I hear the first tolling of the Angelus bells(1) and a small smile spread across my face. It's been six month's since I've heard that sweet ringing. It's just another little reminder that I'm home, but I'm glad to hear it.
The sound is mixed and muted by the barking of the near-feral dogs on the docks of the River Thames, the early cries of roosters, and everything else that's trying to make its presence known on this humid morning. The sun's rays have barely touched the horizon, but by all accordance and the laws of Angelus, the good, common persons of London should already be up.
The noise has startled me out of a daze, a self-induced method that I use to ignore this lovely little headache I've had since Bordeaux. When I finally hear the ringing with my clear head and sound mind, I realize it's later than I had thought. Or would it be earlier, considering it's a new day now? The headache has left me thoroughly confused, and I'm hoping for some great enlightenment to wake me up. Angelus first rings for early morning mass –a bothersome I haven't been a part of in years- and the end of the night watch.
Speaking of the law... through the grubby windows and tattered curtains, I can just make out the figure of a lone constable prowling the streets. A brave act, considering this side of London isn't too fond of his sort. He's not the same one that I saw when I entered the tavern, though. No, that one was of a mean type, with a scar running down his face and blank eyes. This one looks rather decent in the blue and brass.
From the distance, I see he's got a cocky smirk on his tender lips. I shift in my seat and find that I'm craving to wipe it away with a tender kiss. He's maybe seven years younger than me, but I still want to devour him up. The uniform is cut quite nicely, emphasizing the right parts and revealing to me broad shoulders. He's probably from a family of relative wealth, because I notice sliver buckles on his boots and a full purse attached to his belt. It would also explain his arrogance and the lack of any sort of weapon besides the gilded dagger on his thigh and the baton he keeps twirling.
As he walks –no, he's the sort who strides- closer towards my window and a hurried man that stands near it, I calmly observe that he'd probably look even better without a stitch on. Now if only I wasn't feeling as horrid as I am... I'd probably strike up a conversation with this man. He looks the type...
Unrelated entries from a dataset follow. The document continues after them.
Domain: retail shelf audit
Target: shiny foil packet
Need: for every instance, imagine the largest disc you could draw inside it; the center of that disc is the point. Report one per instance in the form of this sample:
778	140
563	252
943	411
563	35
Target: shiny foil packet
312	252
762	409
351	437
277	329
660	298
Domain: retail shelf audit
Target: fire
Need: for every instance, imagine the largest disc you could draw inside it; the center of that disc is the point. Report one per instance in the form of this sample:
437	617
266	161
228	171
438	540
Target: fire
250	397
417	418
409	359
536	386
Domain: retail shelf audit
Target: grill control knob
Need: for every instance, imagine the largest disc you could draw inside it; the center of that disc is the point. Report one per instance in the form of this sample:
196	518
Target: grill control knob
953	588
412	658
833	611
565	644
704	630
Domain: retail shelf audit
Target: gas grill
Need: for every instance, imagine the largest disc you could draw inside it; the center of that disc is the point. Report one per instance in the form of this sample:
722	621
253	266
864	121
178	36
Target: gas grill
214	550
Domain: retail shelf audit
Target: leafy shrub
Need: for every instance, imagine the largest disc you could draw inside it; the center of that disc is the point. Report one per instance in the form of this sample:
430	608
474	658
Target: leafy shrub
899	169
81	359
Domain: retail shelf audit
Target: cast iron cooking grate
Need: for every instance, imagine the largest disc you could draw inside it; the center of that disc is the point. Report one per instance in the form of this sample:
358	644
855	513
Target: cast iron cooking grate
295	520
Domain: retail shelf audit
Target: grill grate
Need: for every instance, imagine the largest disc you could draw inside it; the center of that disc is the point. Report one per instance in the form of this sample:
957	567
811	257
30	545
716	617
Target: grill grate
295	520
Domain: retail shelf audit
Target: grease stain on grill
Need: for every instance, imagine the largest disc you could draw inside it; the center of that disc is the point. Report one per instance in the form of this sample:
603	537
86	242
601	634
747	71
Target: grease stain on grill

I close my eyes and struggle to shake those pleasant thoughts out of my mind. Then, when I've finally clear my mind, I try to asses my current circumstances. It was raining when I first entered the tavern, but apparently it had stopped. All that was left were the muddy and garbage-filled streets. How long have I been gone, then?
Briefly, I wonder if anyone's missed me. Wat? Well, if only to try to berate and kick my shin a few good times; or as that fine man would put it, "fong me". Kate? We've been traveling together for months and I feel I still hardly know the girl. Roland? Yes, I forgot about his –err, well, our argument. Something to do with a mincemeat pie...
That left Geoff and my blond Lord. I chew on my bottom lip, thinking about my mixed emotions towards the two. With a startling revelation that makes me hate myself even more, I realize that I'm actually the former. Such a fool. And the latter... I forgot I didn't want to brood over that particular boy tonight.
What was I thinking about before than, before my little day dream? Roland's mincemeat pie? What the hell would I want with a mincemeat pie? As I'm starting to remember the reason why I've been sitting here, alone, in this miserable excuse for a tavern, I lean back in my chair. Yes, there's the creaking noise that warns me it's going to give out under my weight. It'd be best to ignore that. But pie?
"And if only I had one now...," I mumble after my belly lets out a particularly loud complaint. What shall I have to break fast, than? Instincts tell me, considering the state of this tavern and the looks of the serving girls, that anything I were to try to consume would probably taste of rat droppings, or worse. Most likely worse.
Deciding to skip the first meal, I instead take a quick survey my fellow patrons. The delightful, stinking occupants of...what was the name? I can't quite remember the picture painted on the warped sign above the main door, it appears in my mind now as a faded red splotch on a white background. But hell, I can barely remember my own name... ah, yes, the Fine Fox.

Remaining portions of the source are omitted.